Provably Safe Robot Navigation with Obstacle Uncertainty
Abstract
As drones and autonomous cars become more widespread it is becoming increasingly important that robots can operate safely under realistic conditions. The noisy information fed into real systems means that robots must use estimates of the environment to plan navigation. Efficiently guaranteeing that the resulting motion plans are safe under these circumstances has proved difficult. We examine how to guarantee that a trajectory or policy is safe with only imperfect observations of the environment. We examine the implications of various mathematical formalisms of safety and arrive at a mathematical notion of safety of a long-term execution, even when conditioned on observational information. We present efficient algorithms that can prove that trajectories or policies are safe with much tighter bounds than in previous work. Notably, the complexity of the environment does not affect our methods ability to evaluate if a trajectory or policy is safe. We then use these safety checking methods to design a safe variant of the RRT planning algorithm.
Main Idea
In order for robots to operate safely and efficiently in the presence of noisy sensor data robots must be able to quantify the accuracy of their estimates of the environment. Especially with low-cost, noisy sensors todays robots can run into walls and other obstacles because they are unable to quantify how far they should stay away from the noisy estimates of these obstacles.

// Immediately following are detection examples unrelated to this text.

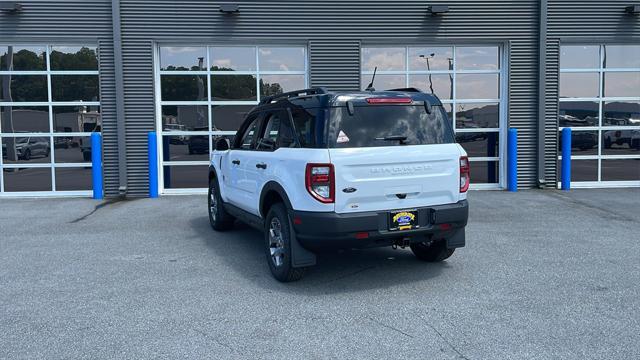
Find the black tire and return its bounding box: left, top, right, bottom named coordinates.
left=410, top=240, right=456, bottom=262
left=207, top=178, right=235, bottom=231
left=264, top=203, right=307, bottom=282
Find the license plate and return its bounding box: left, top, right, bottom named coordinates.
left=389, top=210, right=420, bottom=231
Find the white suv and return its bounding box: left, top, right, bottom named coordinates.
left=208, top=88, right=470, bottom=281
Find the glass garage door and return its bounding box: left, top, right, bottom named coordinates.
left=0, top=44, right=102, bottom=196
left=558, top=45, right=640, bottom=187
left=156, top=45, right=307, bottom=193
left=361, top=46, right=504, bottom=189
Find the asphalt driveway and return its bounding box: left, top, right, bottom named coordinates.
left=0, top=189, right=640, bottom=359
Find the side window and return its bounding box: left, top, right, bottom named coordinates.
left=291, top=108, right=322, bottom=148
left=237, top=117, right=258, bottom=150
left=257, top=111, right=282, bottom=151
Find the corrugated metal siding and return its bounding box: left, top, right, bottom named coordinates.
left=0, top=0, right=118, bottom=195
left=545, top=0, right=640, bottom=186
left=309, top=40, right=360, bottom=91
left=544, top=40, right=560, bottom=187
left=121, top=0, right=538, bottom=196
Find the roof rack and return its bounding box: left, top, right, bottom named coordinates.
left=385, top=87, right=422, bottom=92
left=258, top=87, right=329, bottom=105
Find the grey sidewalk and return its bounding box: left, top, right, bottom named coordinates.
left=0, top=189, right=640, bottom=359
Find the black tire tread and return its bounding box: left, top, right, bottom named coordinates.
left=264, top=203, right=307, bottom=282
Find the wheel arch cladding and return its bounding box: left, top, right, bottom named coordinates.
left=260, top=181, right=292, bottom=218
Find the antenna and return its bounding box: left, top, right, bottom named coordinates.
left=365, top=66, right=378, bottom=91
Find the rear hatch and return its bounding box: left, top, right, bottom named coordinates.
left=328, top=103, right=464, bottom=213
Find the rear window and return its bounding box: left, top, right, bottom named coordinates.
left=328, top=105, right=454, bottom=148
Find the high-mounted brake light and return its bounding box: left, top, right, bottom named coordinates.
left=460, top=156, right=471, bottom=193
left=367, top=98, right=413, bottom=104
left=305, top=164, right=336, bottom=204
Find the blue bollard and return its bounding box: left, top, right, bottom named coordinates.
left=560, top=128, right=571, bottom=191
left=147, top=131, right=158, bottom=198
left=507, top=129, right=518, bottom=192
left=91, top=132, right=103, bottom=200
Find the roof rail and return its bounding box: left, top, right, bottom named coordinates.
left=385, top=87, right=422, bottom=92
left=258, top=87, right=329, bottom=105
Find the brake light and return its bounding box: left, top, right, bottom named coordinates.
left=460, top=156, right=471, bottom=193
left=305, top=164, right=335, bottom=204
left=367, top=98, right=412, bottom=104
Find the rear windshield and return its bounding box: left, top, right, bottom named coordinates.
left=328, top=105, right=454, bottom=148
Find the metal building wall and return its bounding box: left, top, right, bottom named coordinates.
left=545, top=0, right=640, bottom=185
left=121, top=0, right=538, bottom=196
left=0, top=0, right=118, bottom=196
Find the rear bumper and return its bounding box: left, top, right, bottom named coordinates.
left=290, top=200, right=469, bottom=250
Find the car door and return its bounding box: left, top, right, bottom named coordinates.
left=246, top=109, right=288, bottom=215
left=222, top=115, right=261, bottom=211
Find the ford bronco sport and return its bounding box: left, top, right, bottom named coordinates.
left=208, top=88, right=470, bottom=281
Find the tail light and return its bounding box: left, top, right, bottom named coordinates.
left=305, top=164, right=336, bottom=204
left=460, top=156, right=471, bottom=193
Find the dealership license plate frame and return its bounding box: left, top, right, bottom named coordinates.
left=389, top=209, right=420, bottom=231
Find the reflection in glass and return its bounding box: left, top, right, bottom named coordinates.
left=211, top=75, right=258, bottom=101
left=260, top=75, right=305, bottom=96
left=361, top=47, right=406, bottom=71
left=53, top=106, right=102, bottom=132
left=160, top=46, right=207, bottom=71
left=53, top=136, right=91, bottom=163
left=0, top=106, right=49, bottom=133
left=51, top=75, right=100, bottom=101
left=162, top=133, right=209, bottom=161
left=456, top=103, right=500, bottom=129
left=602, top=45, right=640, bottom=69
left=258, top=47, right=305, bottom=71
left=2, top=136, right=51, bottom=164
left=456, top=132, right=500, bottom=157
left=409, top=47, right=453, bottom=71
left=163, top=165, right=209, bottom=189
left=470, top=161, right=500, bottom=184
left=602, top=101, right=640, bottom=126
left=360, top=74, right=404, bottom=91
left=209, top=46, right=255, bottom=71
left=0, top=75, right=47, bottom=102
left=211, top=105, right=254, bottom=131
left=560, top=45, right=600, bottom=69
left=2, top=167, right=51, bottom=192
left=456, top=46, right=499, bottom=70
left=558, top=159, right=598, bottom=181
left=51, top=46, right=98, bottom=70
left=560, top=73, right=600, bottom=97
left=558, top=130, right=598, bottom=155
left=160, top=75, right=207, bottom=101
left=602, top=128, right=640, bottom=155
left=162, top=105, right=209, bottom=131
left=602, top=71, right=640, bottom=98
left=456, top=74, right=499, bottom=99
left=55, top=167, right=92, bottom=191
left=558, top=101, right=599, bottom=127
left=408, top=75, right=453, bottom=100
left=0, top=46, right=47, bottom=71
left=601, top=159, right=640, bottom=181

This paper formalizes the notion of a “shadow” as a generalization of confidence intervals that can be used to analyze uncertain shapes. The math developed to derive shadows ends up being useful for more than just providing formal guarantees. It suggests an algorithm for bounding the probability of collision for a given trajectory. This algorithm preserves strong theoretical guarantees, runs exponentially faster than its monte-carlo based equivalents, and fixes issues with previous ad-hoc versions of shadows that would cause excessively conservative behavior.
The math behind shadows turned out surprisingly beautiful and insightful and will be explored in greater depth in my thesis (coming soon!).